I sometimes wonder how certain traditions come to be. I am, in fact, wondering now, as I hang precariously off the roof of my Muskoka home.
My upper torso is suspended in space beyond the eaves, as I work at untangling a web of wire and lights. The toes of my winter boots are dug into the icy, shingled slope. My fingers, numb from the cold, fumble with the bulbs. Far below me, I see the white ground and am fully aware that the mild weather has left very little snow to break my inevitable fall.
Below, I also see my wife staring upward, and I am touched that she is there to catch me. Then, I realize she is pointing and shouting instructions as if my exercise is a simple matter, akin to the rearranging of the living room furniture. “You have two yellows together,” she seems to be shouting, but her words blow off in the biting wind. My three daughters stand at my wife’s side, echoing her commands and offering their own helpful suggestions.
The ladies are not the only helpers I have had on this day. As I stretched out the strings of lights on the front porch, my young husky pup decided it was he who was to be decorated. Wrapping himself in a cloak of many colours, he scurried about the yard, slightly out of reach, proud of his newly invented game.

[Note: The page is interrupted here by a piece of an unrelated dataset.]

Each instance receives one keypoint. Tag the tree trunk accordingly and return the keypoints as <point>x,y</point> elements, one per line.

Now, I have made it sound like I don’t enjoy this pre‑holiday ritual. The truth is, none of the trials and tribulations of the exercise can take away from the end result — when the lights are up and you stand at the ready with audience gathered. You stick the plug into the socket. Your place lights up and the kids ooh and ah, then bring to your attention the many lights that blink, flash, pop and fade to black. It’s back up to the roof.

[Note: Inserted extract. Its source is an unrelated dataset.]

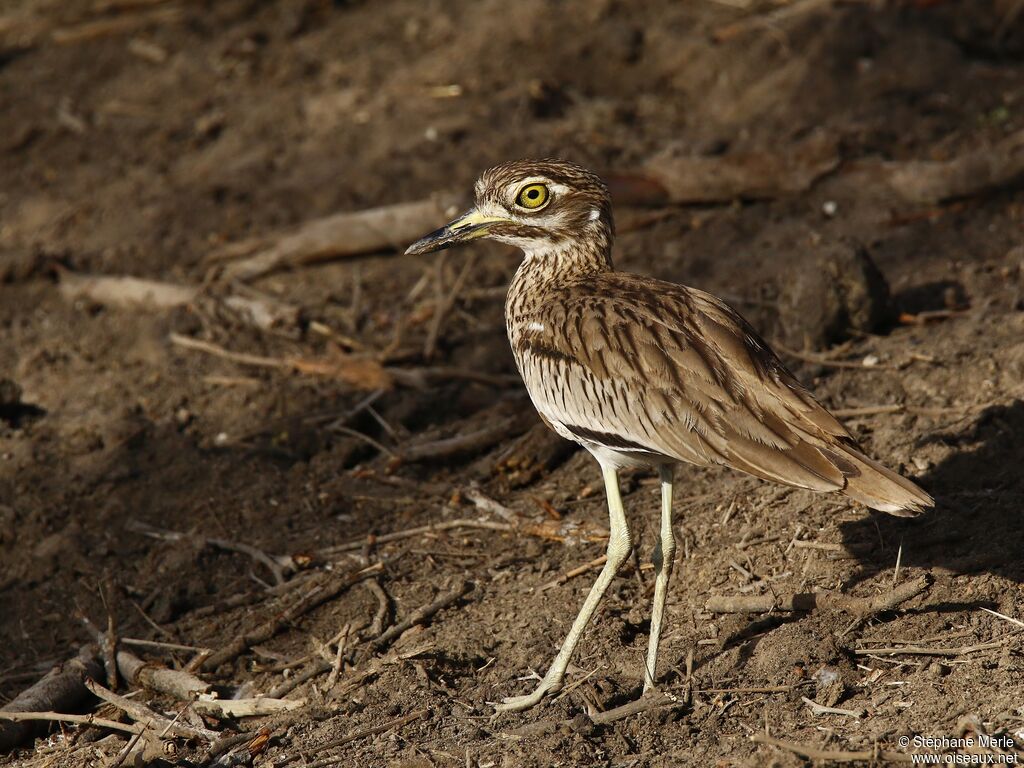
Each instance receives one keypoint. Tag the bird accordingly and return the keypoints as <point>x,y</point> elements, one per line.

Though one could argue that the intrinsic beauty of cottage country can be masked when the sun goes down, as it does quite early through December, the lights of Christmas tend to rectify this. Driving home in the evening, along the back roads and lakeside drives, one marvels at the colourful strings of lights that trace out the rooflines of homes and cottages, frame windows and decks, wrap hedgerows and trees, and illuminate outdoor skating rinks. As a starry night in this region seems all the more brilliant because of the lack of big city lights, so too do the Christmas lights seem all the more acute. The lighting adds beauty and brilliance to cottage country. Twinkling stars and carefully laid out nativity scenes remind of us of Christmas’s greatest story.
Traditions — they are a big part of the magic of the season, and bring back a powerful nostalgia for the family Christmas celebrations of our youth. I know we sometimes get cynical about the commercialism. At times, we get overwhelmed by the shopping. We panic because the whole family is coming and we want things to be perfect.

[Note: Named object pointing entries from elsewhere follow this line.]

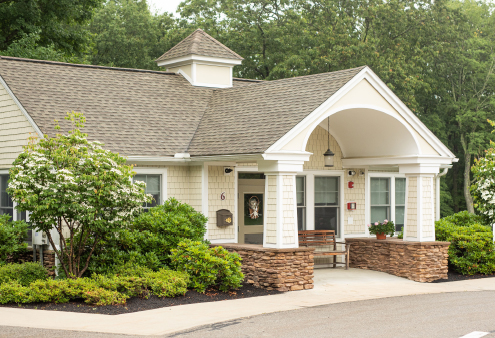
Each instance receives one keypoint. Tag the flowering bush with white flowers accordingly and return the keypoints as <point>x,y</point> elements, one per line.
<point>386,227</point>
<point>483,188</point>
<point>76,187</point>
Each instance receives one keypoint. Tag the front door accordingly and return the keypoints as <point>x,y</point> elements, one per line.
<point>251,209</point>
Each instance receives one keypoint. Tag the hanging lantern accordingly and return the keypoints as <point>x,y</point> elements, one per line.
<point>328,155</point>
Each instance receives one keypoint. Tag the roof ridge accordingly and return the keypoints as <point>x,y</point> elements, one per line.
<point>59,63</point>
<point>259,82</point>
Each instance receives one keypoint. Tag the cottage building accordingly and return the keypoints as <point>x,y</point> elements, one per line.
<point>247,148</point>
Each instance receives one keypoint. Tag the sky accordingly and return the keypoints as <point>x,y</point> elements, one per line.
<point>165,5</point>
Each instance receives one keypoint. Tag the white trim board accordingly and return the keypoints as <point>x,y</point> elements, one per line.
<point>21,108</point>
<point>323,111</point>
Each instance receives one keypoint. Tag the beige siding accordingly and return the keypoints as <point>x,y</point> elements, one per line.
<point>318,145</point>
<point>15,129</point>
<point>217,184</point>
<point>355,195</point>
<point>288,207</point>
<point>411,230</point>
<point>271,210</point>
<point>427,207</point>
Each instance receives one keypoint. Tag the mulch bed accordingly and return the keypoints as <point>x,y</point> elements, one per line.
<point>136,304</point>
<point>455,276</point>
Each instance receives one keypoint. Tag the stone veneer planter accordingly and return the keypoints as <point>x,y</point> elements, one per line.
<point>418,261</point>
<point>275,269</point>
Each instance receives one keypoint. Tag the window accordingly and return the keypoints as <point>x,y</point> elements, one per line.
<point>153,187</point>
<point>380,199</point>
<point>400,202</point>
<point>301,202</point>
<point>7,206</point>
<point>327,203</point>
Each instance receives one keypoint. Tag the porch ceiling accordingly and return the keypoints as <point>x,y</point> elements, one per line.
<point>370,133</point>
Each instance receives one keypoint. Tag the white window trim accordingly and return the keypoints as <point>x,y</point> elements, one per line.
<point>392,177</point>
<point>14,217</point>
<point>156,171</point>
<point>310,197</point>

An escape to cottage country for Christmas is a great way to reconnect with holiday traditions and memories. Life at the cottage encourages fun in the snowy outdoors: sleigh rides and snowmobiles, skiing and tobogganing, and then sitting around a bonfire with a mug of hot chocolate. We clear skating rinks on the ponds and bays, and enjoy an energetic shinny match. A snowman is built and stands guard. The distant sound of church bells and carolling is heard.
Inside, the cottage is warm and cosy, a fire burns in the hearth and stockings are hung from the mantel. There is the scent of pine from a Christmas tree and fresh garland. A drink and some goodies are set out for Santa, and I assure the younger children that he will make it down the chimney just fine, in spite of the flame. There is the anticipation of Christmas morning, followed by the smell of the turkey, and a feast. There are mince pies, homemade fruitcake and Christmas pudding. Best of all, there are family and friends.
Christmas in Muskoka — it’s Christmas card perfect.